Azorín no cita este párrafo porque no puede, porque él solo sería suficiente para desbaratar su tesis de que a Larra no supieron entenderlo sus coetáneos. Fue al contrario, lo interpretaron perfectamente, entre otras cosas, porque se lo ponía muy fácil: escribía bien clarito para que lo que pillaran hasta los despistados, los obtusos y los borricos. Los de 1837 no necesitaron a los enteradillos de ochenta años después para descifrar a Larra. Sin las muletas críticas del futuro, advirtieron con lúcida exactitud que su individualismo romántico era un peligro para la sociedad tal y como estaba constituida. A Azorín se le escapaba que si Larra fue ninguneado o vapuleado en la hora de invierno de su suicidio fue porque los biempensantes escucharon en el tiro nihilista que se descerrajó en la sien la detonación de un atentado social y porque los peorpensantes decidieron no publicitar la alegría que les causaba que el terrorista se sacase de en medio por su propia mano, la misma con la que había perpetrado antes sus libelos disolventes. 

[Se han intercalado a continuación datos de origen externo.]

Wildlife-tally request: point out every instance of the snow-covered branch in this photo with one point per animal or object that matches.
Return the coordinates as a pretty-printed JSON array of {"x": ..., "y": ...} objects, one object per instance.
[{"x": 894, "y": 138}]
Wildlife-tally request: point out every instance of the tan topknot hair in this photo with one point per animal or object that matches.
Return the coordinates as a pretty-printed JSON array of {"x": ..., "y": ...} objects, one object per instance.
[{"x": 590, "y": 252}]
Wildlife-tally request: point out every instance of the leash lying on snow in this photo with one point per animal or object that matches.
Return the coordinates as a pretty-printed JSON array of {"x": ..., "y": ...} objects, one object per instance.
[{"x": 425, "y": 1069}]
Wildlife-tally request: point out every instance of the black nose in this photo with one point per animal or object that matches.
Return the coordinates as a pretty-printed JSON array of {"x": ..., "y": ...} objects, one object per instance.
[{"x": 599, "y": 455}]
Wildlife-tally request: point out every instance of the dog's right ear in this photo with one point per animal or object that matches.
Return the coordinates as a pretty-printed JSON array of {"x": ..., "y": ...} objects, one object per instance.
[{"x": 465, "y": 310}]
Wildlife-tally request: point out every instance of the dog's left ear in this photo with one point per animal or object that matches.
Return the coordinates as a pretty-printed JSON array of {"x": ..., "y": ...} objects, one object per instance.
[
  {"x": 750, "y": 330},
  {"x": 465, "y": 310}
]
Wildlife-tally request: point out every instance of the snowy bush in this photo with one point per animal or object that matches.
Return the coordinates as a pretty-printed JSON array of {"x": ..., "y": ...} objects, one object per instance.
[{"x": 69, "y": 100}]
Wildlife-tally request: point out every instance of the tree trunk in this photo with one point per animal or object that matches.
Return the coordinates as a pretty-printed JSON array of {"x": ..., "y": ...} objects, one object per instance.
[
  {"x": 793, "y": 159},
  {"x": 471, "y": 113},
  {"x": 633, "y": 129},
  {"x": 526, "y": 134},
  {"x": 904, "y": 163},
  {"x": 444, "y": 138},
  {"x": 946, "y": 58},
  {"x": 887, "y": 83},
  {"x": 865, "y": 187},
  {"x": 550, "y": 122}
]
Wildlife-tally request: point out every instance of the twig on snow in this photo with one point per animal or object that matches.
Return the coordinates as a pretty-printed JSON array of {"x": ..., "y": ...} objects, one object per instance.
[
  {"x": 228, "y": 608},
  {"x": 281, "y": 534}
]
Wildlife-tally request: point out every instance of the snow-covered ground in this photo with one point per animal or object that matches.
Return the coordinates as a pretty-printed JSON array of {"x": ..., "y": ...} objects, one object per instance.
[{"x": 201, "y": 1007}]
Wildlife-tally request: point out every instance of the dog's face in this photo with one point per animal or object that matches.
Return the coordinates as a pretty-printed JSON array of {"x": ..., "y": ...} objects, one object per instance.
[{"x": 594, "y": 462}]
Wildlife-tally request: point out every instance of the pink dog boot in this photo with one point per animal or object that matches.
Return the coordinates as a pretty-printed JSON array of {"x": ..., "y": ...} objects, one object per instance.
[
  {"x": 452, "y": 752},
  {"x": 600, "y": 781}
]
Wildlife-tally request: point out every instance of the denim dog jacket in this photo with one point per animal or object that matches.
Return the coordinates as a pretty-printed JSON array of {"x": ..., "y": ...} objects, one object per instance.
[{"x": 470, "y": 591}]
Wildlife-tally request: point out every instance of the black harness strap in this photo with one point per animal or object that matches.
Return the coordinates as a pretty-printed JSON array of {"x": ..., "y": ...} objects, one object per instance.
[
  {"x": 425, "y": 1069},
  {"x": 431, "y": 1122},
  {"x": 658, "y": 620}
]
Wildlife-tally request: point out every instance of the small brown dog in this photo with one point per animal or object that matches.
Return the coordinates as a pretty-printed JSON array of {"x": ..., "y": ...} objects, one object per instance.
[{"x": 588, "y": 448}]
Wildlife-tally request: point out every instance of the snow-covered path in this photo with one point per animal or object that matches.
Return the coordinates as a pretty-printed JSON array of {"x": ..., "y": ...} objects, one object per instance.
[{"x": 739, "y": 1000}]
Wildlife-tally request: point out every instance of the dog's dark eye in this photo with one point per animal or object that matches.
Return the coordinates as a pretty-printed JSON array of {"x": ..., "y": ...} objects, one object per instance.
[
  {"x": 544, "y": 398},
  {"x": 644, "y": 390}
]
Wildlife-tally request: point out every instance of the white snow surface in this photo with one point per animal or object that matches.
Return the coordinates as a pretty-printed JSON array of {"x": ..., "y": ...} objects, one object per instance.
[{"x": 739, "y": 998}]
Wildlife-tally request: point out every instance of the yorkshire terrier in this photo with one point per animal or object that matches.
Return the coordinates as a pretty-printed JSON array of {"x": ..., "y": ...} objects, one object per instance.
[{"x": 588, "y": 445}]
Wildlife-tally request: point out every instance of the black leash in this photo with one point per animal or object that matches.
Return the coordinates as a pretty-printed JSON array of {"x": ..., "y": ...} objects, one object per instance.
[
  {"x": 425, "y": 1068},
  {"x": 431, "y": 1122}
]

En 1916 Azorín ya no era el figurín anarquizante que se había inventado para epatar en Madrid. A esas alturas escribía para Torcuato Luca de Tena. Y el «señor articulista de ABC» de 1916 estaba perfectamente de acuerdo con el «señor articulista del Eco del Comercio» de 1837 en algo: no es permisible reírse de lo que el mundo admira y aplaude. Así que para reivindicar a Larra tiene que convencerse antes de que era un escritor grave, que respetaba las prudentes convenciones morales y políticas y que, de ninguna manera y bajo ningún concepto, se burlaba de ellas. Azorín arrebata a Larra a aquellos para los que escribió, a los que lo temieron entonces y después por lo que era, efectivamente, un individuo peligroso para la sociedad. A cambio devuelve, después de desactivarlo, a un tipo inofensivo de prosa circunspecta y clásica, es decir, a una momia, que puede ser leída por la sociedad formalita, corrupta y estúpida de 1916 sin inquietarse.

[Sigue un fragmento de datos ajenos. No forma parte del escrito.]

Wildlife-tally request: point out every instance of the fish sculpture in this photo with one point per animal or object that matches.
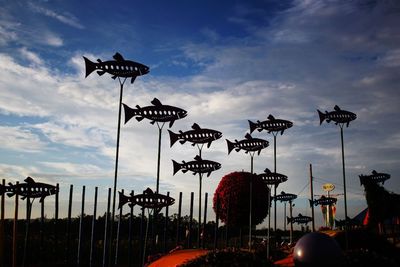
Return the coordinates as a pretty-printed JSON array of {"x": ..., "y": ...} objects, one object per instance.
[
  {"x": 323, "y": 200},
  {"x": 374, "y": 177},
  {"x": 152, "y": 200},
  {"x": 157, "y": 112},
  {"x": 32, "y": 189},
  {"x": 338, "y": 116},
  {"x": 197, "y": 166},
  {"x": 196, "y": 136},
  {"x": 300, "y": 219},
  {"x": 125, "y": 200},
  {"x": 285, "y": 197},
  {"x": 271, "y": 125},
  {"x": 249, "y": 144},
  {"x": 117, "y": 68},
  {"x": 272, "y": 178}
]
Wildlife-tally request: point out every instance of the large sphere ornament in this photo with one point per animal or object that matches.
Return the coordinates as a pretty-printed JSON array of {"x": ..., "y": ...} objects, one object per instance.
[
  {"x": 233, "y": 194},
  {"x": 317, "y": 249}
]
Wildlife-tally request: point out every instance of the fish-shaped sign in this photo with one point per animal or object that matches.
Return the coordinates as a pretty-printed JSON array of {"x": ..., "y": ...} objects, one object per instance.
[
  {"x": 338, "y": 116},
  {"x": 271, "y": 125},
  {"x": 374, "y": 177},
  {"x": 249, "y": 144},
  {"x": 32, "y": 189},
  {"x": 300, "y": 219},
  {"x": 196, "y": 136},
  {"x": 157, "y": 112},
  {"x": 152, "y": 200},
  {"x": 197, "y": 166},
  {"x": 285, "y": 197},
  {"x": 125, "y": 199},
  {"x": 272, "y": 178},
  {"x": 323, "y": 200},
  {"x": 117, "y": 68}
]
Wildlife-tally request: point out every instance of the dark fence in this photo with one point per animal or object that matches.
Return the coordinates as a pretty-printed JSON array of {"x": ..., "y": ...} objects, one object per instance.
[{"x": 83, "y": 240}]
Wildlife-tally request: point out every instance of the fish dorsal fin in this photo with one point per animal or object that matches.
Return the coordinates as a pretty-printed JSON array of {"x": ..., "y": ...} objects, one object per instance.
[
  {"x": 195, "y": 126},
  {"x": 156, "y": 102},
  {"x": 118, "y": 57},
  {"x": 148, "y": 191},
  {"x": 248, "y": 136},
  {"x": 29, "y": 180}
]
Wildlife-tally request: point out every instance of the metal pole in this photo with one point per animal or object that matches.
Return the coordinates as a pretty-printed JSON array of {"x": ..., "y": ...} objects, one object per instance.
[
  {"x": 179, "y": 219},
  {"x": 28, "y": 221},
  {"x": 251, "y": 198},
  {"x": 15, "y": 229},
  {"x": 2, "y": 236},
  {"x": 118, "y": 233},
  {"x": 204, "y": 221},
  {"x": 291, "y": 222},
  {"x": 81, "y": 228},
  {"x": 56, "y": 221},
  {"x": 344, "y": 191},
  {"x": 93, "y": 228},
  {"x": 216, "y": 225},
  {"x": 116, "y": 169},
  {"x": 130, "y": 232},
  {"x": 106, "y": 229},
  {"x": 312, "y": 199},
  {"x": 190, "y": 220},
  {"x": 165, "y": 227},
  {"x": 275, "y": 187},
  {"x": 67, "y": 257}
]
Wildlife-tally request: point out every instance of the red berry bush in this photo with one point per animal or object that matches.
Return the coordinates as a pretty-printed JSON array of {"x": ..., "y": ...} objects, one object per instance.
[{"x": 233, "y": 192}]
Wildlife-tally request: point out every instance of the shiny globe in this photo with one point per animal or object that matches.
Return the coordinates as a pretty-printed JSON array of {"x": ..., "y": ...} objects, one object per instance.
[{"x": 317, "y": 249}]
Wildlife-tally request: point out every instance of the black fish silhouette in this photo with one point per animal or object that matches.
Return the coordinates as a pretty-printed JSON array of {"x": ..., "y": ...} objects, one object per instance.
[
  {"x": 249, "y": 144},
  {"x": 338, "y": 116},
  {"x": 323, "y": 201},
  {"x": 32, "y": 189},
  {"x": 285, "y": 197},
  {"x": 272, "y": 178},
  {"x": 374, "y": 177},
  {"x": 271, "y": 125},
  {"x": 197, "y": 166},
  {"x": 118, "y": 67},
  {"x": 152, "y": 200},
  {"x": 196, "y": 136},
  {"x": 157, "y": 112},
  {"x": 300, "y": 219}
]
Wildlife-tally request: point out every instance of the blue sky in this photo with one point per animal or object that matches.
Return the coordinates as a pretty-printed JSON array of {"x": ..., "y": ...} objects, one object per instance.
[{"x": 225, "y": 62}]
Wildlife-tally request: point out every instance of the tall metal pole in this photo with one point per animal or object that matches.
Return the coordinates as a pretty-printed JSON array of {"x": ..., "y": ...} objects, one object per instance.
[
  {"x": 312, "y": 199},
  {"x": 251, "y": 198},
  {"x": 116, "y": 168},
  {"x": 275, "y": 187},
  {"x": 344, "y": 189}
]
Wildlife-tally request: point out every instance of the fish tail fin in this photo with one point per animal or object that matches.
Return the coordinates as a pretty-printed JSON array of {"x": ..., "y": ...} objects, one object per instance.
[
  {"x": 321, "y": 116},
  {"x": 89, "y": 66},
  {"x": 253, "y": 126},
  {"x": 129, "y": 112},
  {"x": 173, "y": 137},
  {"x": 177, "y": 166},
  {"x": 231, "y": 146}
]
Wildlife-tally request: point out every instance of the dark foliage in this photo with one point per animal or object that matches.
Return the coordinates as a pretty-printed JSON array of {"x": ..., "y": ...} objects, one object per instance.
[{"x": 233, "y": 194}]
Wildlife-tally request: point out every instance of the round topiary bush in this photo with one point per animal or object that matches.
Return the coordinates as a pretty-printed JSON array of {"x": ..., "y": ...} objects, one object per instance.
[{"x": 233, "y": 192}]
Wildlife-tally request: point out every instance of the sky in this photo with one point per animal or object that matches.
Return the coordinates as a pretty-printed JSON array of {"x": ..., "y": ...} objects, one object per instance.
[{"x": 225, "y": 62}]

«Larra, para sus coetáneos, es un hombre raro, incomprensible. No acaban de formase idea de lo que es. Perciben su superioridad, y, sin embargo, hay algo en él que no comprenden», «lo que han hecho es ver su obra a una luz que no es la exacta», concluye Azorín. Es cierto que no fue él quien puso en circulación esta idea, pero sí quien más contribuyó a su nefasta difusión al presentar las pruebas que daba la hemeroteca, tomadas desde entonces como fehacientes y que, sin embargo, había manipulado torticeramente a su conveniencia fundando un descomunal malentendido.

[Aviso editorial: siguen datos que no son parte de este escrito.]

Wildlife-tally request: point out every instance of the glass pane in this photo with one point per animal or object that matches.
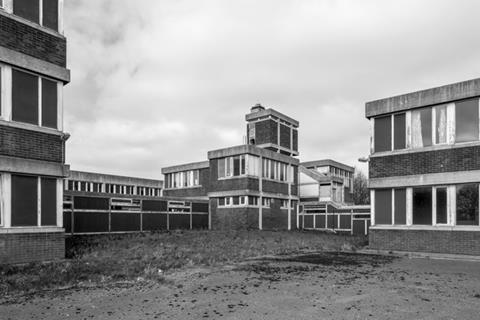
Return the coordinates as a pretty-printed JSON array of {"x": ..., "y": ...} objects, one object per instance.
[
  {"x": 441, "y": 205},
  {"x": 422, "y": 128},
  {"x": 24, "y": 97},
  {"x": 399, "y": 131},
  {"x": 400, "y": 206},
  {"x": 466, "y": 120},
  {"x": 467, "y": 204},
  {"x": 383, "y": 134},
  {"x": 441, "y": 124},
  {"x": 422, "y": 206}
]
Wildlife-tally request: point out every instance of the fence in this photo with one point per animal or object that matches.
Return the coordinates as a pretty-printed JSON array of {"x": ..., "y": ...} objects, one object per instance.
[
  {"x": 92, "y": 214},
  {"x": 353, "y": 219}
]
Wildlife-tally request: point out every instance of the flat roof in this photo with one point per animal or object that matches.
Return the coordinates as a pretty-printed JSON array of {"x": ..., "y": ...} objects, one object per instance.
[
  {"x": 271, "y": 112},
  {"x": 186, "y": 167},
  {"x": 327, "y": 162},
  {"x": 116, "y": 179},
  {"x": 423, "y": 98}
]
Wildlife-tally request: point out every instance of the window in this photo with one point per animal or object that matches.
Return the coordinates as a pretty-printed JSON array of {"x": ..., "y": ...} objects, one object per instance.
[
  {"x": 466, "y": 120},
  {"x": 422, "y": 128},
  {"x": 399, "y": 128},
  {"x": 383, "y": 206},
  {"x": 422, "y": 206},
  {"x": 25, "y": 102},
  {"x": 467, "y": 204},
  {"x": 400, "y": 207},
  {"x": 383, "y": 134},
  {"x": 440, "y": 124},
  {"x": 30, "y": 10},
  {"x": 441, "y": 205},
  {"x": 24, "y": 201}
]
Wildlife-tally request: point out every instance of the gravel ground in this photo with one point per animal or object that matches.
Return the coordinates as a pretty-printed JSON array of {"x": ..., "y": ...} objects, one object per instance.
[{"x": 311, "y": 286}]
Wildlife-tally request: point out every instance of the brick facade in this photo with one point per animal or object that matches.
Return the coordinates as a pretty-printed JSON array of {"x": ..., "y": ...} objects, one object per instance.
[
  {"x": 22, "y": 143},
  {"x": 439, "y": 241},
  {"x": 31, "y": 247},
  {"x": 28, "y": 40},
  {"x": 438, "y": 161}
]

Porque todo estaba bien entendido desde el principio, hasta Mesonero Romanos lo entendió; fueron los azorines y demás embalsamadores quienes vinieron a confundirlo. Fígaro se dejó explicado con absoluta claridad y sus impugnadores, también. Como nuestro tiempo es todavía aquel, las trincheras siguen en el mismo sitio. Basta volver a las líneas del Eco del Comercio, más significativas aún porque fueron publicadas en un periódico que no pertenecía la carcundia ultra, para comprobar cómo los argumentos de los más furibundos refutadores de Larra siguen vigentes ciento ochenta años después: en el sacrosanto nombre de la libertad y la democracia, apelan a los valores y conminan a su respeto. Últimamente su miedo desatado grita a diario –y los chillidos son incluso más histéricos en los papeles que se presentan como los campeones del liberalismo progresista–  en defensa de su mundo: «¡Por muy corrompido que sea, no puede haber libertad en donde no hay virtudes y costumbres severas, y donde se insulta impunemente a la moral pública!». Dios nos asista.

2 comentarios:

Anónimo dijo...

¡qué interesante! ¡Gracias!

Lieschen dijo...

Seguro que no tan interesante como me resultó a mí el descubrimiento, gracias al roteiro rosaliano, de tu blog. ¡Muchas gracias!